Evaluate the reconstruction effect of the GAN method

Question

Evaluate the reconstruction effect of the GAN method

Marshall-yao opened this issue 5 years ago · comments

Hi，Xintao. Excuse me,After reading SFTGAN, ESRGAN, and RankGAN papers, i would like to discuss with you about how to evaluate the reconstruction effect of the GAN method.

1)SFTGAN uses the method of user evaluation toevaluate reconstruction effect. This is not as convincing as the objective evaluation criteria, and may be rejected by the reviewers.

2）ESRGAN uses standard test sets to test PSNR and SSIM . And the test results are very high and refreshed.
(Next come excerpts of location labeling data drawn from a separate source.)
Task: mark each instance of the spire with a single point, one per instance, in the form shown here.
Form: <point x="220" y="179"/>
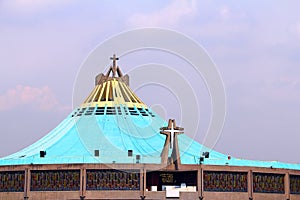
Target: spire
<point x="114" y="67"/>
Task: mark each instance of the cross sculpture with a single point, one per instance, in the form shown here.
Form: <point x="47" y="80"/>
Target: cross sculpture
<point x="171" y="142"/>
<point x="114" y="67"/>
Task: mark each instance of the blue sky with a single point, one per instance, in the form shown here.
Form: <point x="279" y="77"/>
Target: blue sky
<point x="255" y="45"/>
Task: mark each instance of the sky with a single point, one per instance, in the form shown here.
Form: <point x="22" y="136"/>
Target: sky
<point x="254" y="44"/>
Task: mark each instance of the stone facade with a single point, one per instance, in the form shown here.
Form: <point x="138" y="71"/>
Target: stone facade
<point x="131" y="181"/>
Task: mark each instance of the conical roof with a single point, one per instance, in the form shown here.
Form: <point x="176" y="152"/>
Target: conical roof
<point x="111" y="124"/>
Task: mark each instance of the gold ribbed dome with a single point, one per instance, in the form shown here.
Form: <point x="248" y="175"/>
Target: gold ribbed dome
<point x="111" y="91"/>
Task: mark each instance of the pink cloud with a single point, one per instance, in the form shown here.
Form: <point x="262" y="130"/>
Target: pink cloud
<point x="169" y="15"/>
<point x="38" y="98"/>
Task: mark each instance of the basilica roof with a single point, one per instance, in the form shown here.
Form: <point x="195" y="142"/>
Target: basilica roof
<point x="113" y="125"/>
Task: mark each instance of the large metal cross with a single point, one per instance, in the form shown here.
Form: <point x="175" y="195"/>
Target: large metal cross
<point x="114" y="68"/>
<point x="171" y="130"/>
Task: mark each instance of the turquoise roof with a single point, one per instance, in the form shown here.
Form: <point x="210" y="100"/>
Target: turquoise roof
<point x="111" y="121"/>
<point x="76" y="138"/>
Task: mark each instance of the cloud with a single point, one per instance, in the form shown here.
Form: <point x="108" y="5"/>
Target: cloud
<point x="25" y="7"/>
<point x="42" y="99"/>
<point x="169" y="15"/>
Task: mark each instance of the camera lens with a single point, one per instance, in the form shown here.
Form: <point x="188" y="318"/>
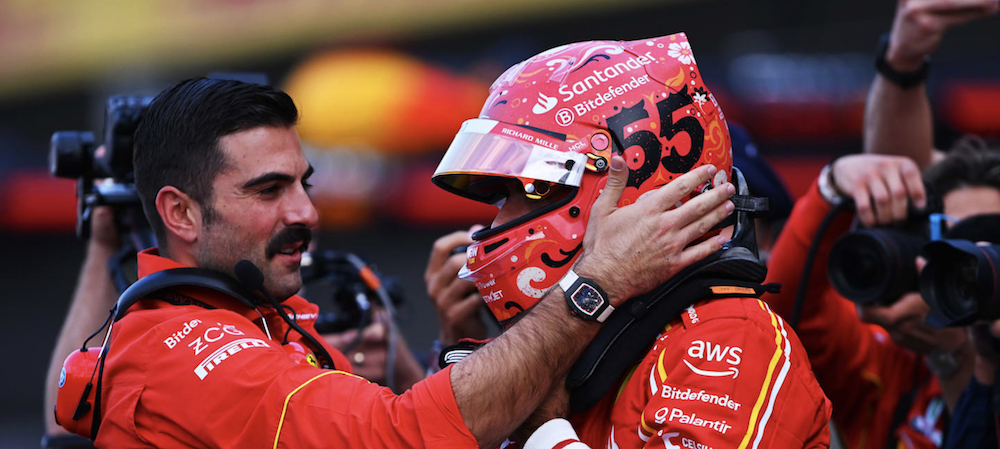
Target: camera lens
<point x="874" y="266"/>
<point x="69" y="153"/>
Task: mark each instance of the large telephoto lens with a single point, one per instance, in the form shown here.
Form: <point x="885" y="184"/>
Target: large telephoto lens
<point x="875" y="266"/>
<point x="69" y="153"/>
<point x="960" y="282"/>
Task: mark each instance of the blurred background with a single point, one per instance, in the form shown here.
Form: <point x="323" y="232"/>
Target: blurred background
<point x="382" y="86"/>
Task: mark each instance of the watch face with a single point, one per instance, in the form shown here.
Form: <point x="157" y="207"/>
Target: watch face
<point x="588" y="299"/>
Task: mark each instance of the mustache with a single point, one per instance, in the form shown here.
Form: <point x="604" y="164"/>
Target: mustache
<point x="288" y="236"/>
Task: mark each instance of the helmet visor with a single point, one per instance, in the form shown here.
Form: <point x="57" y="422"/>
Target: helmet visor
<point x="485" y="150"/>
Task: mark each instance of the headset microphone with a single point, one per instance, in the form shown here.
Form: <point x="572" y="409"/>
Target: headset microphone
<point x="253" y="278"/>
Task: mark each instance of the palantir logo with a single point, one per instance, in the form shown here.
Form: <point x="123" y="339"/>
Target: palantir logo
<point x="545" y="104"/>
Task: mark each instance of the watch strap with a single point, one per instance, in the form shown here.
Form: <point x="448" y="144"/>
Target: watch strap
<point x="905" y="80"/>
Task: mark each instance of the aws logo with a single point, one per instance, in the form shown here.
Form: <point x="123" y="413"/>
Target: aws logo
<point x="711" y="352"/>
<point x="544" y="104"/>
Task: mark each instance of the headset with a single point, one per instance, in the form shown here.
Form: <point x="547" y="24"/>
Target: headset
<point x="78" y="404"/>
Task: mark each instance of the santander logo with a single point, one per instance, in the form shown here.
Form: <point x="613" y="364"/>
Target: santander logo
<point x="544" y="104"/>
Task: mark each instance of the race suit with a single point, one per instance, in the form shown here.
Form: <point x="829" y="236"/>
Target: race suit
<point x="728" y="373"/>
<point x="884" y="396"/>
<point x="191" y="376"/>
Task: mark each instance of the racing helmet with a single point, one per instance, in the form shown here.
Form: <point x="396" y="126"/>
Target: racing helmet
<point x="552" y="123"/>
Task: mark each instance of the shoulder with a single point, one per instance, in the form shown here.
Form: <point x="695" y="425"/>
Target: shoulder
<point x="722" y="371"/>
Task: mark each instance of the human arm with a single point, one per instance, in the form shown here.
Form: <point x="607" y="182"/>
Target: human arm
<point x="456" y="301"/>
<point x="93" y="298"/>
<point x="897" y="120"/>
<point x="499" y="385"/>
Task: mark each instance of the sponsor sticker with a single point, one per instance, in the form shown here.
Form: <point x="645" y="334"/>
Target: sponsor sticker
<point x="224" y="353"/>
<point x="708" y="351"/>
<point x="176" y="337"/>
<point x="667" y="414"/>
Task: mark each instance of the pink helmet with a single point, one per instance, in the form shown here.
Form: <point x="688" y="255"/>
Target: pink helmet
<point x="555" y="120"/>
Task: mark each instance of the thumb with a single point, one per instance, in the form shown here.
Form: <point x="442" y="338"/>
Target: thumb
<point x="617" y="176"/>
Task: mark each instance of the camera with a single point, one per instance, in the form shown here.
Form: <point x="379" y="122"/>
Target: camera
<point x="76" y="155"/>
<point x="876" y="266"/>
<point x="960" y="282"/>
<point x="353" y="287"/>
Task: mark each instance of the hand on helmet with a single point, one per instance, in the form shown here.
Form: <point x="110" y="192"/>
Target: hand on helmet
<point x="456" y="301"/>
<point x="630" y="250"/>
<point x="920" y="25"/>
<point x="881" y="186"/>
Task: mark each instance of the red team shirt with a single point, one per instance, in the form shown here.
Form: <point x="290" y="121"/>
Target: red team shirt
<point x="729" y="373"/>
<point x="187" y="376"/>
<point x="858" y="365"/>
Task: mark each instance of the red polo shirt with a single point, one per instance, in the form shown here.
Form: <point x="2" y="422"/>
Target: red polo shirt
<point x="191" y="376"/>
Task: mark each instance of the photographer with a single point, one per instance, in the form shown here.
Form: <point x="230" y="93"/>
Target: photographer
<point x="897" y="111"/>
<point x="223" y="180"/>
<point x="94" y="295"/>
<point x="888" y="372"/>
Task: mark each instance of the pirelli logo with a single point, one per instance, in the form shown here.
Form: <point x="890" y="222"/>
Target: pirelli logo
<point x="222" y="354"/>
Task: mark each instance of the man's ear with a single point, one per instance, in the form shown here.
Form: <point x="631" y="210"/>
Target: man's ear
<point x="180" y="213"/>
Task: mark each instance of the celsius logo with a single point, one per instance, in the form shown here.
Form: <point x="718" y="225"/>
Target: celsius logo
<point x="545" y="104"/>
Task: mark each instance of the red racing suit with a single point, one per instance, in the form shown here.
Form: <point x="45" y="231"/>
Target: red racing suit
<point x="190" y="376"/>
<point x="880" y="389"/>
<point x="728" y="373"/>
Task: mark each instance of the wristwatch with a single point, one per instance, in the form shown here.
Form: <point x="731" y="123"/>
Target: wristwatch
<point x="585" y="298"/>
<point x="904" y="80"/>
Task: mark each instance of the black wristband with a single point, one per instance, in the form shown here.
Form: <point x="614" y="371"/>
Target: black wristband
<point x="905" y="80"/>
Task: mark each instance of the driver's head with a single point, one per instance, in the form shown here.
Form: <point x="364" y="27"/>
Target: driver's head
<point x="540" y="150"/>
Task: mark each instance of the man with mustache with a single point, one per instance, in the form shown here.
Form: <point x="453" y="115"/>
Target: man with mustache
<point x="222" y="179"/>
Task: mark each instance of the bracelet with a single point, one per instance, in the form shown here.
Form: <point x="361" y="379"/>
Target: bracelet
<point x="828" y="186"/>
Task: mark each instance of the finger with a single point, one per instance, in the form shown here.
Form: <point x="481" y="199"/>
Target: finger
<point x="702" y="225"/>
<point x="695" y="253"/>
<point x="444" y="276"/>
<point x="880" y="198"/>
<point x="612" y="193"/>
<point x="442" y="250"/>
<point x="463" y="311"/>
<point x="667" y="196"/>
<point x="701" y="206"/>
<point x="914" y="183"/>
<point x="897" y="195"/>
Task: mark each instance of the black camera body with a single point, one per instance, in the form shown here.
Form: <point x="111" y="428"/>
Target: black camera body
<point x="76" y="155"/>
<point x="876" y="266"/>
<point x="961" y="282"/>
<point x="353" y="286"/>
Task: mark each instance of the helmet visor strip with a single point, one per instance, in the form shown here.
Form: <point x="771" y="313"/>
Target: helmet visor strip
<point x="487" y="148"/>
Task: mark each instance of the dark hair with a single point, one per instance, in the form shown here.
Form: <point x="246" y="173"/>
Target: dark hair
<point x="971" y="162"/>
<point x="177" y="140"/>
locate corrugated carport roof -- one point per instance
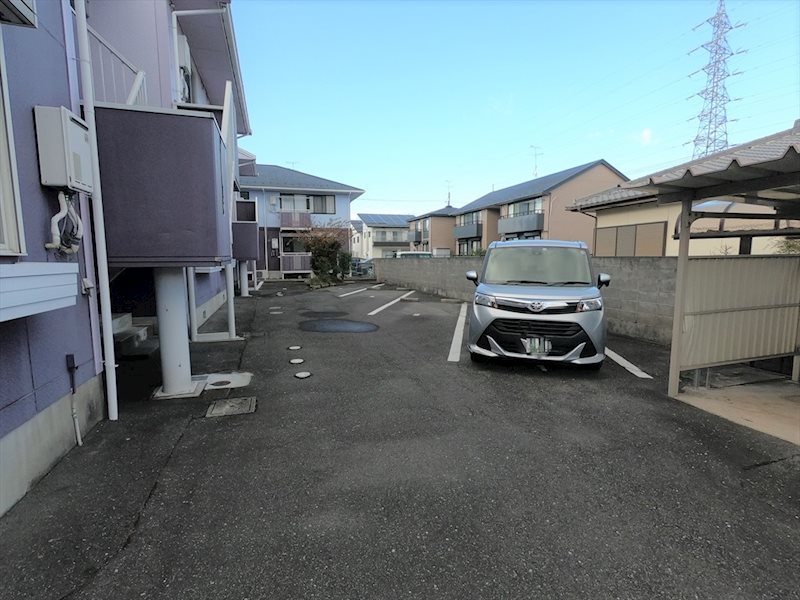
(764, 171)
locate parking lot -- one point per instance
(398, 468)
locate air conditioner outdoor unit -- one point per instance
(65, 158)
(18, 12)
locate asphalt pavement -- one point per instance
(393, 472)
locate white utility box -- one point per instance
(65, 157)
(18, 12)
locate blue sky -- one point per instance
(404, 99)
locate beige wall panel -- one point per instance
(562, 224)
(442, 233)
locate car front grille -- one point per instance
(530, 328)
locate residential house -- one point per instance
(358, 245)
(433, 232)
(385, 235)
(534, 209)
(155, 120)
(289, 204)
(631, 222)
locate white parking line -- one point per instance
(458, 335)
(354, 292)
(626, 365)
(395, 301)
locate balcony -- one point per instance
(295, 220)
(525, 223)
(470, 230)
(296, 263)
(167, 187)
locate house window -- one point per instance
(295, 203)
(11, 238)
(323, 205)
(292, 244)
(644, 239)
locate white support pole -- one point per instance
(244, 290)
(190, 281)
(230, 293)
(176, 368)
(98, 220)
(675, 355)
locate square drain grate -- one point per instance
(232, 406)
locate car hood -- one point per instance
(539, 292)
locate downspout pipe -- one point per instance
(101, 253)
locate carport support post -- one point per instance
(244, 291)
(176, 368)
(680, 301)
(231, 312)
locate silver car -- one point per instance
(537, 299)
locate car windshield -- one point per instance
(539, 265)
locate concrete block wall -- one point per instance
(641, 297)
(639, 302)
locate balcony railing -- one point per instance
(296, 263)
(295, 220)
(524, 223)
(469, 230)
(116, 80)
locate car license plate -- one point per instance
(537, 345)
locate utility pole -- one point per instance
(712, 130)
(536, 155)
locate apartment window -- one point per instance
(469, 218)
(323, 205)
(527, 207)
(11, 238)
(292, 244)
(644, 239)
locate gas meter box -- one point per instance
(65, 157)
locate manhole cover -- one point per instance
(232, 406)
(337, 326)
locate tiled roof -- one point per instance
(530, 189)
(775, 154)
(373, 220)
(447, 211)
(280, 178)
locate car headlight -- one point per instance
(485, 300)
(590, 304)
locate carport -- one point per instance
(731, 309)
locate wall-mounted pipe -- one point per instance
(101, 253)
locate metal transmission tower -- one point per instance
(712, 132)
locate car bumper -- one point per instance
(576, 338)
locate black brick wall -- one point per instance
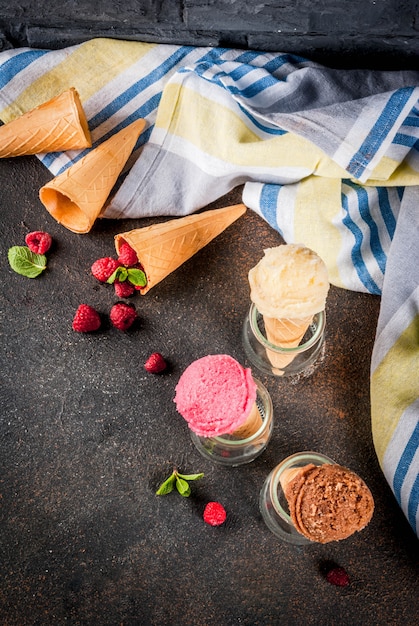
(340, 33)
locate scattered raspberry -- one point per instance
(86, 319)
(138, 266)
(338, 576)
(124, 289)
(127, 255)
(103, 268)
(214, 514)
(38, 241)
(122, 315)
(155, 363)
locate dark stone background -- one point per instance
(339, 33)
(86, 435)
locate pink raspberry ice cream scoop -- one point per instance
(215, 395)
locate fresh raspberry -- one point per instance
(214, 514)
(338, 576)
(127, 255)
(38, 241)
(123, 315)
(138, 266)
(86, 319)
(155, 363)
(124, 289)
(105, 267)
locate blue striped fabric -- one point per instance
(329, 158)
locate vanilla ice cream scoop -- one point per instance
(290, 281)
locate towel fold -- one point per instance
(328, 158)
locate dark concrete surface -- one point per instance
(373, 33)
(87, 434)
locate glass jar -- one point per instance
(232, 451)
(278, 361)
(273, 504)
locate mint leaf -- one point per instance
(181, 482)
(120, 273)
(183, 487)
(137, 277)
(167, 486)
(25, 262)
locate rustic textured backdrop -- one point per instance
(364, 33)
This clearly illustrates the effectiveness of the method used and is more convincing to the reviewer.

3）RankSRGAN uses NIQE and other evaluation metrics that are more suitable for the GAN method.

If I want to use SFTGAN as the baseline (running time considerations), based on the above considerations, should I use the NIQE evaluation method ?
Is subjective evaluation necessary? Are there other evaluation methods?

Best regards.

Xintao · Answer 1 · Mon Sep 02 2019 22:51:05 GMT+0800 (China Standard Time)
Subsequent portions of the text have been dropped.